Mustafa Kemal bu demeci vermeden kısa bir süre önce, 31 Temmuz 1919’da Damat Ferit hükümeti tarafından, İçişleri Bakanlığı’na verilen talimatla tutuklanması istenmiş.
Atatürk’ün umrunda bile değil.
Karış karış yurdu dolaşıyor, stratejik noktalarda kongreler düzenliyor…
Erzurum Kongresi’ni topladıktan kısa bir süre sonra Damat Ferit, Mustafa Kemal’in kongrelerini kanun dışı ilan ediyor…

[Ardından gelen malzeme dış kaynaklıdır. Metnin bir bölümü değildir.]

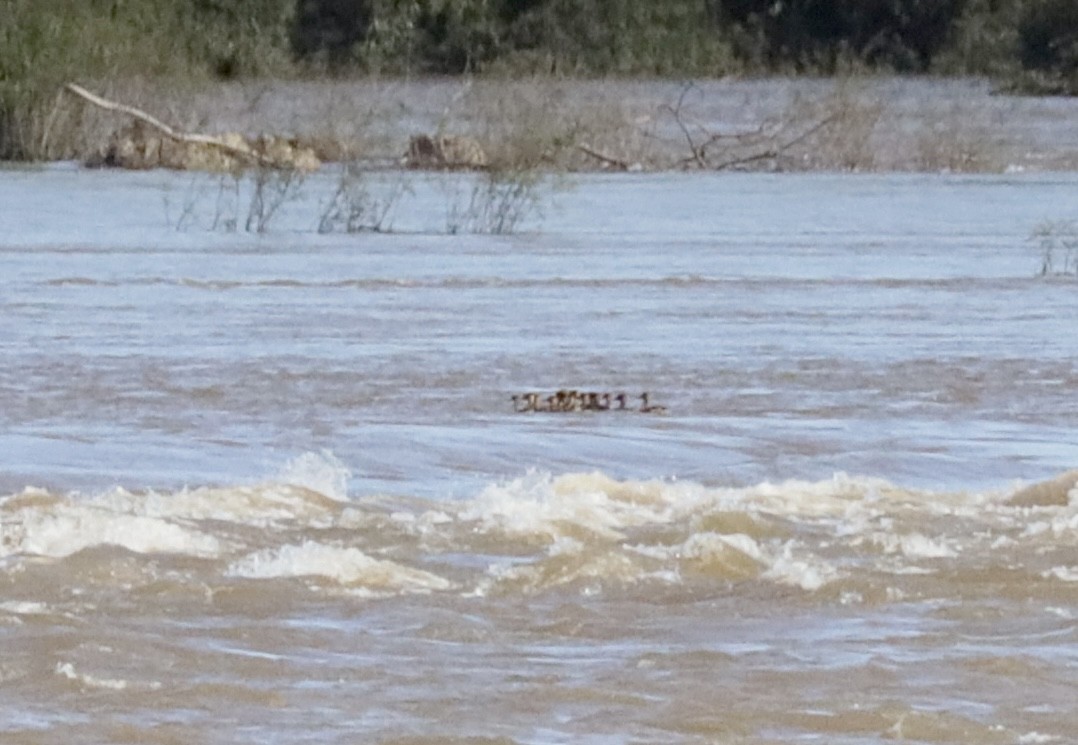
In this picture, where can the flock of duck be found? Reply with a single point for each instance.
(566, 400)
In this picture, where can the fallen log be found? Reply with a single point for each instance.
(270, 151)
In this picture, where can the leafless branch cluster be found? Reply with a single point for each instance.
(774, 139)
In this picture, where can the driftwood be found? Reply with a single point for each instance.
(603, 157)
(723, 150)
(236, 148)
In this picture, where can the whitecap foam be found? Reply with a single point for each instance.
(70, 527)
(343, 565)
(68, 671)
(321, 472)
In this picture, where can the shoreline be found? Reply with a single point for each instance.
(769, 124)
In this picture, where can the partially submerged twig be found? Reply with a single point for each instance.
(608, 160)
(192, 138)
(765, 139)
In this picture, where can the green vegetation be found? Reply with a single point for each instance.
(1025, 44)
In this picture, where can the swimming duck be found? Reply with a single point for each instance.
(648, 409)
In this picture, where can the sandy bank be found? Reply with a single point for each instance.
(773, 124)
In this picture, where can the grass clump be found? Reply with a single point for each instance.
(1058, 242)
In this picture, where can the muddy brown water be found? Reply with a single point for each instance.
(272, 487)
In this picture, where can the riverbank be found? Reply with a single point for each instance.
(860, 124)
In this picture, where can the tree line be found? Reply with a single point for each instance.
(1024, 44)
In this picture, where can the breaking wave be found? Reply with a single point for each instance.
(851, 539)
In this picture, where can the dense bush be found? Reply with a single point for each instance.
(817, 35)
(1048, 42)
(44, 43)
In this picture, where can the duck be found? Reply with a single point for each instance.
(648, 409)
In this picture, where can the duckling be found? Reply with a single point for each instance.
(597, 401)
(648, 409)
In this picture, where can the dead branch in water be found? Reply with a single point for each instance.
(722, 150)
(602, 157)
(192, 138)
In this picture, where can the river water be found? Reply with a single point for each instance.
(271, 487)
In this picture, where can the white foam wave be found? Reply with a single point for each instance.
(67, 670)
(75, 526)
(343, 565)
(321, 472)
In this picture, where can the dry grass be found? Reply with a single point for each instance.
(546, 124)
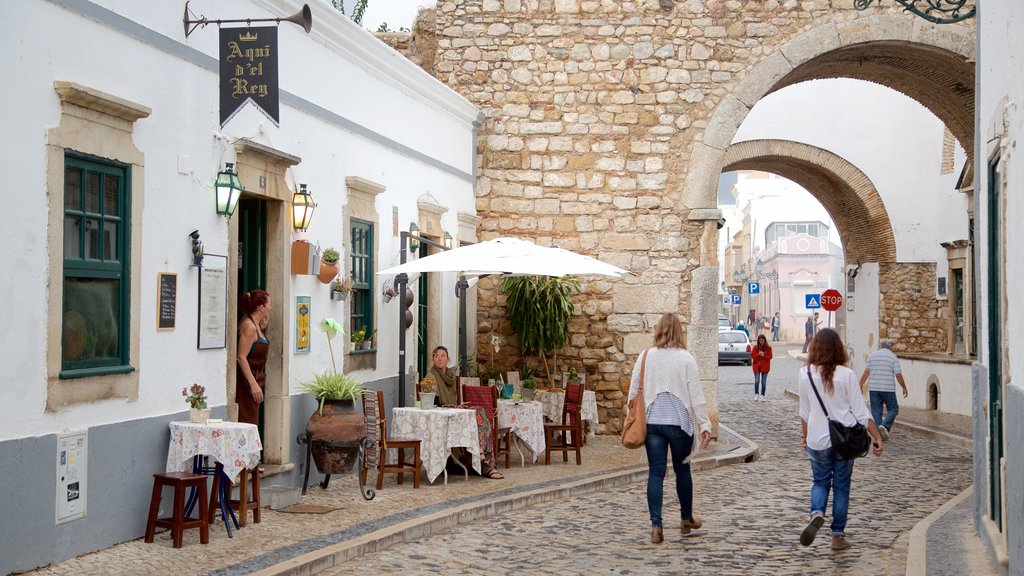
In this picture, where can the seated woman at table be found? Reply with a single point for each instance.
(448, 395)
(253, 346)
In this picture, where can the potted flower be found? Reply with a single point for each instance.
(340, 287)
(428, 391)
(357, 337)
(329, 264)
(336, 421)
(196, 398)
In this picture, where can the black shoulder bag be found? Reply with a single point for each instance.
(848, 442)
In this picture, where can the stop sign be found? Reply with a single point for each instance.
(832, 299)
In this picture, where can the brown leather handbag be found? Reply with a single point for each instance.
(635, 425)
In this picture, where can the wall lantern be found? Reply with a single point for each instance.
(302, 209)
(227, 188)
(414, 237)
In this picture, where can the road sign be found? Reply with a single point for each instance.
(832, 299)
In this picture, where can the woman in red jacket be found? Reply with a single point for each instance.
(761, 361)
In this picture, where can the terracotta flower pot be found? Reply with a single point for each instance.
(339, 422)
(328, 272)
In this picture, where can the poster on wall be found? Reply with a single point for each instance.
(213, 302)
(302, 324)
(72, 476)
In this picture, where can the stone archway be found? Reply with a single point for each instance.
(841, 187)
(933, 65)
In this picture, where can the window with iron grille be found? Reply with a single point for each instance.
(95, 320)
(363, 276)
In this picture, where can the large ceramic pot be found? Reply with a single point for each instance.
(339, 422)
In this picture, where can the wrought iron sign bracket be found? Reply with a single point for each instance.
(303, 17)
(937, 11)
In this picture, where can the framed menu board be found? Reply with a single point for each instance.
(213, 302)
(167, 299)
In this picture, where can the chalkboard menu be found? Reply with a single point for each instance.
(167, 294)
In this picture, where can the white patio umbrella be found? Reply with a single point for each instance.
(501, 256)
(509, 256)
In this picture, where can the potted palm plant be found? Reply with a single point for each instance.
(329, 264)
(539, 310)
(335, 421)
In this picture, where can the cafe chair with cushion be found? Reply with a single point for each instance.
(373, 409)
(486, 399)
(569, 433)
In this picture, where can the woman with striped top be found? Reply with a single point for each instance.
(675, 410)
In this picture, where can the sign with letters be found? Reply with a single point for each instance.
(812, 301)
(249, 71)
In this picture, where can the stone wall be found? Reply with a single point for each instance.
(598, 121)
(908, 313)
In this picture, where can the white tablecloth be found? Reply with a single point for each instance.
(438, 429)
(526, 421)
(235, 445)
(553, 402)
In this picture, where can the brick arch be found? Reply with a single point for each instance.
(844, 191)
(933, 65)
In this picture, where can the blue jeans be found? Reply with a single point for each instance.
(763, 376)
(892, 408)
(659, 439)
(830, 471)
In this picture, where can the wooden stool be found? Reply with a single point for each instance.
(244, 503)
(177, 523)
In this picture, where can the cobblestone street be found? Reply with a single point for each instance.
(753, 512)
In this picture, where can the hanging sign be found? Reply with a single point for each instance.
(249, 71)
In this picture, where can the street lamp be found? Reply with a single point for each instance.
(227, 189)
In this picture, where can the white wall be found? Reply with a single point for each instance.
(862, 322)
(184, 147)
(894, 140)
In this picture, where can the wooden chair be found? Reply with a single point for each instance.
(486, 398)
(373, 409)
(177, 523)
(571, 423)
(465, 381)
(513, 378)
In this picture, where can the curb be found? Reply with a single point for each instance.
(916, 552)
(920, 429)
(435, 523)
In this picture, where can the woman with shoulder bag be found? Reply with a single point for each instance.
(675, 408)
(827, 378)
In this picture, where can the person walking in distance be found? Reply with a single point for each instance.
(810, 329)
(882, 373)
(761, 361)
(677, 413)
(845, 403)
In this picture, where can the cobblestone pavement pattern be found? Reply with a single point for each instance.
(753, 512)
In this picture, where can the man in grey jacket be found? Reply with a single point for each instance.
(882, 373)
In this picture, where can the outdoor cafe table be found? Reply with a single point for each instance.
(526, 421)
(553, 402)
(232, 445)
(438, 429)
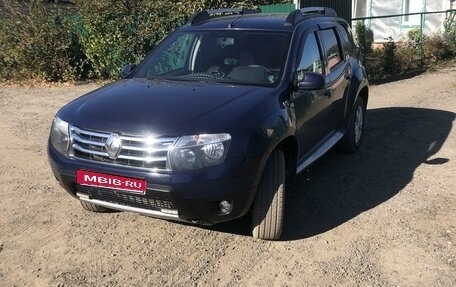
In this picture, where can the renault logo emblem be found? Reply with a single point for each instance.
(113, 145)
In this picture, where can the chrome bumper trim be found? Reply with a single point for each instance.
(152, 213)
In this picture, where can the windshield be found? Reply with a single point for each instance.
(239, 57)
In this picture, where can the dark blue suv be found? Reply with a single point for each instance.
(217, 120)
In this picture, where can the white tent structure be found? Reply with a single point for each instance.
(398, 27)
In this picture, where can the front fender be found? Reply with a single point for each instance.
(258, 133)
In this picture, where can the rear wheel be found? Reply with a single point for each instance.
(352, 139)
(92, 207)
(268, 207)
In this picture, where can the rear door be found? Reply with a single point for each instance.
(338, 74)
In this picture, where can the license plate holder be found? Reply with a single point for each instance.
(121, 183)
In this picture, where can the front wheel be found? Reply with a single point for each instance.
(352, 139)
(268, 207)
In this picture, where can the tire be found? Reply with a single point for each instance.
(94, 208)
(268, 206)
(352, 139)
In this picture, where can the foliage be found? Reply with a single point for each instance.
(93, 39)
(35, 43)
(438, 48)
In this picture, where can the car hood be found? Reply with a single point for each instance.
(159, 107)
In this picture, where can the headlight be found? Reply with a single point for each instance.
(59, 137)
(198, 151)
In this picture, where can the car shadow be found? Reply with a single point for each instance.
(340, 186)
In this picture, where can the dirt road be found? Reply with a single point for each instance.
(385, 216)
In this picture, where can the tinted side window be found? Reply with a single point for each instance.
(310, 58)
(347, 40)
(331, 46)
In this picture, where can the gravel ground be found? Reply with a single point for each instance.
(385, 216)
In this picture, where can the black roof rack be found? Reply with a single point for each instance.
(297, 15)
(207, 14)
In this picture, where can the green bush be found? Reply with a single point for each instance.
(94, 39)
(437, 48)
(38, 42)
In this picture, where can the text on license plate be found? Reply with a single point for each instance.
(91, 178)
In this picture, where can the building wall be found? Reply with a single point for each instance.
(398, 27)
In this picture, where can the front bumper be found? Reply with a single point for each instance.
(191, 196)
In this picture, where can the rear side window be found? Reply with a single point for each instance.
(331, 46)
(310, 58)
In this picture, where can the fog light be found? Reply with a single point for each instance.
(225, 207)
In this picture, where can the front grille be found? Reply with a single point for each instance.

Ve hemen arkasından 13 Ağustos 1919 tarihli İstiklal Gazetesi manşeti:
“Amerikalılar ‘Manda’dan korkmayınız diyor.”
Türkiye’yi ‘Manda’ya alıştırmaya çalışan Amerikan Tahkik Heyeti Başkanı Dr. Crayne, “Manda bir ilimdir. İstenildiği zaman değiştirilebilir” diyor…
Mustafa Kemal aynı gün yanıt veriyor: “İslam alemi için kanlarını cömertce veren Türk Milleti Manda olmayı kabul etmeyecektir”
Yukarıdaki satırlar bir milletin kurtuluş destanının kısa özetidir…
Kurtuluş, devam ediyor aslında….
Amerika ve onun içerdeki destekçilerinden arınmaya çalışan bir Türkiye fotoğrafı var önümüzde…
Erol Taş ve Ediz Hun’un yer değiştirmiş versiyonuyla film yeniden vizyonda…
Önünü arkasını bilmediğimiz Ergenokon olayını masaya yatırmak çok zor…
Masaya yatırdığımız nesne masadan küçükse, objektif olamıyoruz;
Şayet masadan büyükse, el yordamıyla tanımlamaktan başka çaremiz yok…
Bu satırları okuyan okurların bir kısmının itiraz ya da kabulünü şimdiden saygıyla karşılıyorum…
Ama ben bir Ergenokon cahiliyim ve hata yapma hakkımı sonuna kadar kullanacağım…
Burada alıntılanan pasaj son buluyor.